“Sliding Past Vertical” by Laurie Boris

I once wrote a non-fiction book called, “Why Are People so Stupid?” The answer being that we think we’re being logical while we allow our emotions to tell us to do and say all the completely illogical things that make this world so messy. And interesting.
“Sliding Past Vertical” makes the same point, but in a fictional and much more entertaining way. It shows, in painful detail, what happens when harsh reality collides with the warped and shaky castles we build that our emotions persuade us are good structural engineering.
Sarah is a woman in her upper twenties who cannot get past the stupid thing she did when she was eighteen. Because she can’t get over it, she is still acting like a teenager, which is all very well, but where love is concerned, one person’s mistake is another lover’s agony.

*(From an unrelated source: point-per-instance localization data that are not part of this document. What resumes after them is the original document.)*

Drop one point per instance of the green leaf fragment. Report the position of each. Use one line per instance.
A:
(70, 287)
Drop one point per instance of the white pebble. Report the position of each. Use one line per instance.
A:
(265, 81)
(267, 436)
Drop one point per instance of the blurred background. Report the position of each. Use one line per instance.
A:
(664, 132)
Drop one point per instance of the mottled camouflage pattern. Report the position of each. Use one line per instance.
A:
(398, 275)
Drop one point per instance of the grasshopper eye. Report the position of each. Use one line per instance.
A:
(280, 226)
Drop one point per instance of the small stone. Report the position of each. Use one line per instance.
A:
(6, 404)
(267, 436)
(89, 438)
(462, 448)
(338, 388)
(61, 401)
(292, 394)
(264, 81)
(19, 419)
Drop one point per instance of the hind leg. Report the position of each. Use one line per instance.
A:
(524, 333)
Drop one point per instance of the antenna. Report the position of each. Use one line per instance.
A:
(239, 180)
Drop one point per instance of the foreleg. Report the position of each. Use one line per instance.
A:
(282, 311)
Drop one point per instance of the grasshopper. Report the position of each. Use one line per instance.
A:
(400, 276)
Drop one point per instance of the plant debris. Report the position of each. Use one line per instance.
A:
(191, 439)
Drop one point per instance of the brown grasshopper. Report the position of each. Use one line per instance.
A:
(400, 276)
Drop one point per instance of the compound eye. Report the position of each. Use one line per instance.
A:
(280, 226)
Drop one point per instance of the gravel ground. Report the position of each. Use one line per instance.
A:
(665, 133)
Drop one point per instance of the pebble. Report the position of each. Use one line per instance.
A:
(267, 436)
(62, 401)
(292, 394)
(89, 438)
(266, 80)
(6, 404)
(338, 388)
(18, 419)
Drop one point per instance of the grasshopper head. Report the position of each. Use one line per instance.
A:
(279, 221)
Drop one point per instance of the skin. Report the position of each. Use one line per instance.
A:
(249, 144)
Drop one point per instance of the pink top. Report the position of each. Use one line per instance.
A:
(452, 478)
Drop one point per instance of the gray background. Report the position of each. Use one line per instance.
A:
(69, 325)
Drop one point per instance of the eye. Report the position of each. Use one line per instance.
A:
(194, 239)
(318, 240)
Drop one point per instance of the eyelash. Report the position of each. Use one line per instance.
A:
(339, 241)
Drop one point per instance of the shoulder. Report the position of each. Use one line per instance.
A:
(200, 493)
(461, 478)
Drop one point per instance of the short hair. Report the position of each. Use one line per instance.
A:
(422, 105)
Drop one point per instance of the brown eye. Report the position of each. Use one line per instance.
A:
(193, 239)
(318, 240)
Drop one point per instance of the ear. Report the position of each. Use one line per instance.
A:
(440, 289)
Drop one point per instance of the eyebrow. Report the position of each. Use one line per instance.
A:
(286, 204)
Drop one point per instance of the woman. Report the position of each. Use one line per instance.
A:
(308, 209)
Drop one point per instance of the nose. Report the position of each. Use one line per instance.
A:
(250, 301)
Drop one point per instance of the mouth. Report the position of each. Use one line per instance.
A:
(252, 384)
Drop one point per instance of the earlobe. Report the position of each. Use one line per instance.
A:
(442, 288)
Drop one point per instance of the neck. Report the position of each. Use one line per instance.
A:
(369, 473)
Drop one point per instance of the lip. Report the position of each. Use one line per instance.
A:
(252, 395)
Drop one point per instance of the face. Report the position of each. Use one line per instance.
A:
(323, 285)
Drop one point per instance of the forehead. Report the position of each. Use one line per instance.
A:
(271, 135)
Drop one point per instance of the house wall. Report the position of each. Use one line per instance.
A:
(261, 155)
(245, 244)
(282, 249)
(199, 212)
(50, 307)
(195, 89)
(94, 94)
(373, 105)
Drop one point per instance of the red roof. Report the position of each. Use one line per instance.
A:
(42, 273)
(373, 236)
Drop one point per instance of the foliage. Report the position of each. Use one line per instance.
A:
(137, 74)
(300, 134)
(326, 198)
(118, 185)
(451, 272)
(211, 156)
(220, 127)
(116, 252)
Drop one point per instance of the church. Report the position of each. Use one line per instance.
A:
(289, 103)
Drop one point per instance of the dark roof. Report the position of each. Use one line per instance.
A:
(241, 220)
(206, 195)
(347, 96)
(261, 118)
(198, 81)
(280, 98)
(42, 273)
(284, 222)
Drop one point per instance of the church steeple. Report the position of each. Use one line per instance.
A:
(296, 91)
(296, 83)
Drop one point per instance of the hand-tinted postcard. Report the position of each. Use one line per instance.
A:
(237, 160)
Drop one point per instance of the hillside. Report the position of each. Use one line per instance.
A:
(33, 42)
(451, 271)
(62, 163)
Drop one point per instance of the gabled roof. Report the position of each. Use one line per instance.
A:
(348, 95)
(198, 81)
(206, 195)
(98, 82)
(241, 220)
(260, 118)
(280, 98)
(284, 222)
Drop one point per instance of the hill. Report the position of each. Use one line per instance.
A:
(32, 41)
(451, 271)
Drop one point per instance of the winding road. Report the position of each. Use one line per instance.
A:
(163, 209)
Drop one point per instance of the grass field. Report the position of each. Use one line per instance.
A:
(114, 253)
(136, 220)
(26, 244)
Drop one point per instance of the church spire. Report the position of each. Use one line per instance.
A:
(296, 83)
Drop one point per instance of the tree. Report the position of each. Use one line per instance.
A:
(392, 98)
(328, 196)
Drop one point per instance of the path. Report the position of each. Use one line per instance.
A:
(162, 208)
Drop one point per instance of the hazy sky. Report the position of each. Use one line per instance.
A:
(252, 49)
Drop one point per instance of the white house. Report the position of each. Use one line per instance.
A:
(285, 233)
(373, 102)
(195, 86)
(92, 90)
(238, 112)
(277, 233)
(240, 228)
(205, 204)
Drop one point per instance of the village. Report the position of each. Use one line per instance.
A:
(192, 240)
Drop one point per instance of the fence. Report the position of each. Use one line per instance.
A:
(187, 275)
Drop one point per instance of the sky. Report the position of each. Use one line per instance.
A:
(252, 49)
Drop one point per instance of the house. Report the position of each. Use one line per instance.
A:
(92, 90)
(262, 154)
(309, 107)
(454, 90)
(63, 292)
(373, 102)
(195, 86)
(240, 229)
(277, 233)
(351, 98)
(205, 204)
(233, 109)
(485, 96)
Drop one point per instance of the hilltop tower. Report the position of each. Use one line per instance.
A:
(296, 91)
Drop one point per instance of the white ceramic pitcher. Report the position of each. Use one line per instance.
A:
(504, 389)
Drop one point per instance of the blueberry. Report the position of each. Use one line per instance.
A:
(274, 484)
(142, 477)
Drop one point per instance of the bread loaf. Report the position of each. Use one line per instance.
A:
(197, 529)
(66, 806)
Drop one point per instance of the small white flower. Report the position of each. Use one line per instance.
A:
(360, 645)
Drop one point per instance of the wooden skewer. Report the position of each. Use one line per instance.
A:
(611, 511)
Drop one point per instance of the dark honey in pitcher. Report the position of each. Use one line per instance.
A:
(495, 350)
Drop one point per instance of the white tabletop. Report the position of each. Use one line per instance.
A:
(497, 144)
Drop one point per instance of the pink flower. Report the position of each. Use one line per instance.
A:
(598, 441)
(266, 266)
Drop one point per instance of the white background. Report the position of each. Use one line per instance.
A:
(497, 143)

And we feel all of this as the author lovingly draws us through Sarah’s fumbling attempts to create a future for herself, and her agonizing desire to do so without hurting anyone, which she inevitably does. Her relationships with three men and their peripheral contact with two other women blend together in a tangle of mutually destructive crosspurposes.
And this sextet (ha, ha) runs its irrevocable course with inexorable logic – except for one rather convenient coincidence – to its inevitable conclusion. Which, to be fair to the author and the characters, may not be final, but at least allows the hope for a conclusion that has a chance of being happy.
Because that’s about all that real life affords us.
Highly recommended for fans of Chick Lit and character-driven writing.
On the other hand, if you’re the type of person who is always saying, “How could they be so stupid?” don’t read it. You’ll just get more frustrated.